助けにいく、という選択肢が浮かんだことに、アンナは自分でも驚いた。自分のプライドをへし折り、こんな醜い傷あとをつけた人間なのに。
苦戦しているかどうかもわからないこの状況で、助けにいく必要などほとんどないというのに。死んだところで、関係のない――関係の、ない?
本当にそうなのか?
本当にそう、自分は思っているのか?
思いは、言葉に変わった。
「……エルザは」
「……?」
「エルザは、どこにいるの? 生きているの?」
問いかけに、吸血鬼はしばらくの間黙っていた。答えを渋っているというよりは、どう形容すべきか迷っている。

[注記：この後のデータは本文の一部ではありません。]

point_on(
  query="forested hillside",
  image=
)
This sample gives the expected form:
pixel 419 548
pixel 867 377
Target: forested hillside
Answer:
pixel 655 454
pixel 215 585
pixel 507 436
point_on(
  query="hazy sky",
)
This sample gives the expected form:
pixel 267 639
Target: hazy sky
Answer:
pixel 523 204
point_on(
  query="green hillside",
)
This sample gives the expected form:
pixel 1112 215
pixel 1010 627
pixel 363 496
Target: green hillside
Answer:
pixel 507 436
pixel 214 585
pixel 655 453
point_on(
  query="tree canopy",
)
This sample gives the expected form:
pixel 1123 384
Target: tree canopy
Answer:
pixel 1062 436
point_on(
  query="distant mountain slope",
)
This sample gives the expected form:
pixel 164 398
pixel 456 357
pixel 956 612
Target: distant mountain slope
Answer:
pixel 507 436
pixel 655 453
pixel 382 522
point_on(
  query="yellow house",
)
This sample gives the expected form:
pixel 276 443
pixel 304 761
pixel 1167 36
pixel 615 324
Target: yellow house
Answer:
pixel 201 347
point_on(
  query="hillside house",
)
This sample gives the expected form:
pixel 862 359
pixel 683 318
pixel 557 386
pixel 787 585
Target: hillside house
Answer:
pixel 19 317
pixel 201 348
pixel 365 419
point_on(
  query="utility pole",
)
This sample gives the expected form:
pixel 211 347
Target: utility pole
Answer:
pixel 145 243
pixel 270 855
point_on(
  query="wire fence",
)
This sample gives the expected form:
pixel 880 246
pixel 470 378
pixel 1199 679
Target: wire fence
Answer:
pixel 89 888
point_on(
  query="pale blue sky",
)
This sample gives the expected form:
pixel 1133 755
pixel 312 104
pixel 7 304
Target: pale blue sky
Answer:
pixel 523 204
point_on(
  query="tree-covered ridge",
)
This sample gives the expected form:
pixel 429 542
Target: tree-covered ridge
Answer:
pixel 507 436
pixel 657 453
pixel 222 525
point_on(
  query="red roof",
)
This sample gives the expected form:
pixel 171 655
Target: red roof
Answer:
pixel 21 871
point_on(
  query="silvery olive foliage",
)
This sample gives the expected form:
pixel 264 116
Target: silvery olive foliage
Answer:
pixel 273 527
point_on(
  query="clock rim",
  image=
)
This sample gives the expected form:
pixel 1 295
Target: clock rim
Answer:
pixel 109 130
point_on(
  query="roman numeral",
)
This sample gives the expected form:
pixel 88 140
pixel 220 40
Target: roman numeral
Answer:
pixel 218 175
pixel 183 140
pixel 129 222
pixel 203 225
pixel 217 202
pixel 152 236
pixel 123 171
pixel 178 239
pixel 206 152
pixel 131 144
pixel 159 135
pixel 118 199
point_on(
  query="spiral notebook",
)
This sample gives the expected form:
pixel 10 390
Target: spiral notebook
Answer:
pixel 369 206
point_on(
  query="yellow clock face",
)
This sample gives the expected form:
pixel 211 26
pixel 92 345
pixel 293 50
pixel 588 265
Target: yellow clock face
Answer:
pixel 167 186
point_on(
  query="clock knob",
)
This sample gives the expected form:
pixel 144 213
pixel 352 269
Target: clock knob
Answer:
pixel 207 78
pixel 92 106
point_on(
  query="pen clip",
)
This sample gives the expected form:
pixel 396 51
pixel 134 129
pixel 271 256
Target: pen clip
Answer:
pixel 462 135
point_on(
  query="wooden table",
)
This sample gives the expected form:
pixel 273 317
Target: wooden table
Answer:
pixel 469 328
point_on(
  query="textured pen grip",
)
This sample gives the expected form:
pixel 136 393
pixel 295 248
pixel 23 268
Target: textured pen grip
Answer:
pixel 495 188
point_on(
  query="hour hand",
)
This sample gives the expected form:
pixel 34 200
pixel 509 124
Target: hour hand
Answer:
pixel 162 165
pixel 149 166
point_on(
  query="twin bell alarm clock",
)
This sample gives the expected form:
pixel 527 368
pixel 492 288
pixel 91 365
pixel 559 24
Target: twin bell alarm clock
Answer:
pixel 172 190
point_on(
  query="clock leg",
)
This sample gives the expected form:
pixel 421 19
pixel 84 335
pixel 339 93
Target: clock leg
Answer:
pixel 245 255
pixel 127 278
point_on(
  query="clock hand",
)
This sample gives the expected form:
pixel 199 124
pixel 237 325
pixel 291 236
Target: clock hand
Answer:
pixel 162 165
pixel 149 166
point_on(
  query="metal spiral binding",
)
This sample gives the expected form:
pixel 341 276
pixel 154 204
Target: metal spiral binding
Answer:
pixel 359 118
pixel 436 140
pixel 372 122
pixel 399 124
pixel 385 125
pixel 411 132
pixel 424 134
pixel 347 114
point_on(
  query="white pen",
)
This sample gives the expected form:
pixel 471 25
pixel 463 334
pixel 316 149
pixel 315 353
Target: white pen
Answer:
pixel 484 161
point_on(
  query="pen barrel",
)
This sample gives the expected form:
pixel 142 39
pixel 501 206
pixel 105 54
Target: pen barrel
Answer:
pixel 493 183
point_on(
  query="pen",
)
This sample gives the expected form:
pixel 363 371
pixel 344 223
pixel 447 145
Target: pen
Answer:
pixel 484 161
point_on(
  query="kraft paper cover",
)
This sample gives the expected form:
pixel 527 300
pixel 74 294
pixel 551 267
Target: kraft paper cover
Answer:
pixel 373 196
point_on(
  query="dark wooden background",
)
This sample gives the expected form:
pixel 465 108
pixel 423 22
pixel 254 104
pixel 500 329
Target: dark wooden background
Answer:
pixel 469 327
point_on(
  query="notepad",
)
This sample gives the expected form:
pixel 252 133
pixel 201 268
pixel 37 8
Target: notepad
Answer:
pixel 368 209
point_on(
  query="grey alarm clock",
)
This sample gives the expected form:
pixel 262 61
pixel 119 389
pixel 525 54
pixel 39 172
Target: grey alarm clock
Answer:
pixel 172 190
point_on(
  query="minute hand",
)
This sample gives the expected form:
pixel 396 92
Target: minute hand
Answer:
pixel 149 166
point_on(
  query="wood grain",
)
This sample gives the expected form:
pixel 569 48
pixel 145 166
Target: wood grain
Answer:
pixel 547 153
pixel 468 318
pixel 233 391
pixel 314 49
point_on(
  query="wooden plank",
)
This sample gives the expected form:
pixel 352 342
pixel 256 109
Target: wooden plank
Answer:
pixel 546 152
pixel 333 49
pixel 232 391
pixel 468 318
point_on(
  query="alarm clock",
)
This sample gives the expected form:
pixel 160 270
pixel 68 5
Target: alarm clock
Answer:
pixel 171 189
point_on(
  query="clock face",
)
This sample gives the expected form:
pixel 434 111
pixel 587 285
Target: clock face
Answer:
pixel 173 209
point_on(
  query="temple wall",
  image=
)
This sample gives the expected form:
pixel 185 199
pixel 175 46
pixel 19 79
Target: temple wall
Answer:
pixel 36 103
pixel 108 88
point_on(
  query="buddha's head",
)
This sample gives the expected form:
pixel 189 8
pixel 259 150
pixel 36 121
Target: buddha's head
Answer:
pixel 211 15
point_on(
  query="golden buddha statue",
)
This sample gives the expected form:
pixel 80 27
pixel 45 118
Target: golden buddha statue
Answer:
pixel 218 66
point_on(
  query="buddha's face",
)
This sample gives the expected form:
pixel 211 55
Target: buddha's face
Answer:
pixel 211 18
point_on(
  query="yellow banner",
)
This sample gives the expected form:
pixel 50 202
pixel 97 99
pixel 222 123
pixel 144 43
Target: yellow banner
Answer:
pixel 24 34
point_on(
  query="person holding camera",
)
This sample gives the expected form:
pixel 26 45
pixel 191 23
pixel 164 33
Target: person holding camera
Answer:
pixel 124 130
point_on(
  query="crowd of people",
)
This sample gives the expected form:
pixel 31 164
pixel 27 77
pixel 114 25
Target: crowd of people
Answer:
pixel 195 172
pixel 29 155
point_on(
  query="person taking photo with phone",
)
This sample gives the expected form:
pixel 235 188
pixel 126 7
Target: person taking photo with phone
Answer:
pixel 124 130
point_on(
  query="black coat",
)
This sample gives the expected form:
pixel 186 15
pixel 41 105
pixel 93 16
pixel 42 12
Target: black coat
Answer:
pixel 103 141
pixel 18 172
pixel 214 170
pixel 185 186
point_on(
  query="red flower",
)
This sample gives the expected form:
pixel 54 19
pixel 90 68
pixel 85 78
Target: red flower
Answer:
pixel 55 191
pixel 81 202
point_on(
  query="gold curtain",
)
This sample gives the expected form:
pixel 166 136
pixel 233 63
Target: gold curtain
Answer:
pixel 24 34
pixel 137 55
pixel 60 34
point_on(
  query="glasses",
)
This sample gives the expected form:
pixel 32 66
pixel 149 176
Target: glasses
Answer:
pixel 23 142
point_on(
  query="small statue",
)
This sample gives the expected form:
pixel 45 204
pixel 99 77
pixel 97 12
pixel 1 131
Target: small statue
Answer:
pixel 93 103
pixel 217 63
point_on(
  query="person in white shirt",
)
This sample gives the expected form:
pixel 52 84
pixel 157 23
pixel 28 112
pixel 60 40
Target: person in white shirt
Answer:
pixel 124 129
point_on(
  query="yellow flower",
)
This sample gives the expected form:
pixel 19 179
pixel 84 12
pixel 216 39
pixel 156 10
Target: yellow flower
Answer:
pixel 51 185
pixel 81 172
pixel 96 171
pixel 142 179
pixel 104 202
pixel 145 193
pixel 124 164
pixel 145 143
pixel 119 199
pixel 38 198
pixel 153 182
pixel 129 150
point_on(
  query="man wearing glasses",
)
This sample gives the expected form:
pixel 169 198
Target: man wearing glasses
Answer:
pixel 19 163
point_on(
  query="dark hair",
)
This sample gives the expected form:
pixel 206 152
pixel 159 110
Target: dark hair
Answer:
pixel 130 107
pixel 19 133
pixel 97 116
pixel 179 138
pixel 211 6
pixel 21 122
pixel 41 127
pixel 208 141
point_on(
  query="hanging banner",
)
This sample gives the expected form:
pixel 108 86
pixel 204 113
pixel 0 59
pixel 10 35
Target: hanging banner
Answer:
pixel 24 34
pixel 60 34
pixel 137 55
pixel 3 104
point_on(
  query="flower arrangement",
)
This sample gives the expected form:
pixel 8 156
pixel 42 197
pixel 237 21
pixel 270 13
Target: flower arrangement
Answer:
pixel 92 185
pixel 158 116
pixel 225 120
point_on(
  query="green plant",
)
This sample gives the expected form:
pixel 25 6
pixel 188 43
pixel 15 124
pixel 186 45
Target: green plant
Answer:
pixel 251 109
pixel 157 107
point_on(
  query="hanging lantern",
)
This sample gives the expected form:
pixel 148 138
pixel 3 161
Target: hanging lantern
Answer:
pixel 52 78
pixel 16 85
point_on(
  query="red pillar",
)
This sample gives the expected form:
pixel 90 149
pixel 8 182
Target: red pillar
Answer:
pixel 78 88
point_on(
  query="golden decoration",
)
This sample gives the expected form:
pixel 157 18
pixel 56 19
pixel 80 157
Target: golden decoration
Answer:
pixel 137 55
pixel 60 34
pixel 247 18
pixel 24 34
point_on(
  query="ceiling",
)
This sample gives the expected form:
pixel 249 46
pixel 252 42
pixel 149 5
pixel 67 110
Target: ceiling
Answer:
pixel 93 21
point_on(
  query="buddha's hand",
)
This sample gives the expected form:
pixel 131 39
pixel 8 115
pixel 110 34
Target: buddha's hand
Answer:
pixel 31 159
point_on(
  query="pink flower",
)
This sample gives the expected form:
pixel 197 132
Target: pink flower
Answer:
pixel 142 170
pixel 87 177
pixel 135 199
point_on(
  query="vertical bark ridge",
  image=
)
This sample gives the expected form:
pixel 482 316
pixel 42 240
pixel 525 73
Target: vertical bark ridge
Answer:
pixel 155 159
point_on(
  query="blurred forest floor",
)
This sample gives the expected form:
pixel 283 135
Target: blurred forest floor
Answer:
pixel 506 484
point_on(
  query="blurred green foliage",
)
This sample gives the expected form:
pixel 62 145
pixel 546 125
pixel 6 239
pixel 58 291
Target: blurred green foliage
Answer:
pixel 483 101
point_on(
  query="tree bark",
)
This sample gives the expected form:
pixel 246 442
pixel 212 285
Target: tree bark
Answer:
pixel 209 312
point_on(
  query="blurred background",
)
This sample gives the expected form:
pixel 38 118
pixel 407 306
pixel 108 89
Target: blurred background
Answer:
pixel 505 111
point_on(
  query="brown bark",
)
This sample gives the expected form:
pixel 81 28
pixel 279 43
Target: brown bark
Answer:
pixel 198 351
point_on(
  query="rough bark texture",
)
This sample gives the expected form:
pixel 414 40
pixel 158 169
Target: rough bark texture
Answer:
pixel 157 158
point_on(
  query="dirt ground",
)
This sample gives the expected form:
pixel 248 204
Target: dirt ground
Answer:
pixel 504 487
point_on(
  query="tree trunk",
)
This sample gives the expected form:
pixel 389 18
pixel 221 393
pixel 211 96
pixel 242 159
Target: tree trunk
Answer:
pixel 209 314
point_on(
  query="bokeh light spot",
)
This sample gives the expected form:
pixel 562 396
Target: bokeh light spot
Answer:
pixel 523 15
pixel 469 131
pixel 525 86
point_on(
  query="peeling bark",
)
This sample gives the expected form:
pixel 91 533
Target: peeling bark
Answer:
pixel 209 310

「動いていなければ、ホールだろう。生きているのか、という問いには答えられない。ビッテンフェルトの黒百合の実力は確かだが、相手が悪すぎた」
「……」
目指す場所は、決まった。
ホールだ。
そのために、邪魔なものは全て打ち崩す。アンナは黙って、ナイフを構えた。
「どきなさい。どかなければ、突破する」
「よかろう。私にたてつき眷属を奪った痛みを、身をもって教えてやる」
言い、吸血鬼は外套を脱ぎ捨てる。むやみに突っ込めば、死ぬ。感じるプレッシャーからその現実を理解はしていた。していたが、今のアンナはそれを脳からシャットアウトし、ただ目の前の敵だけを見つめた。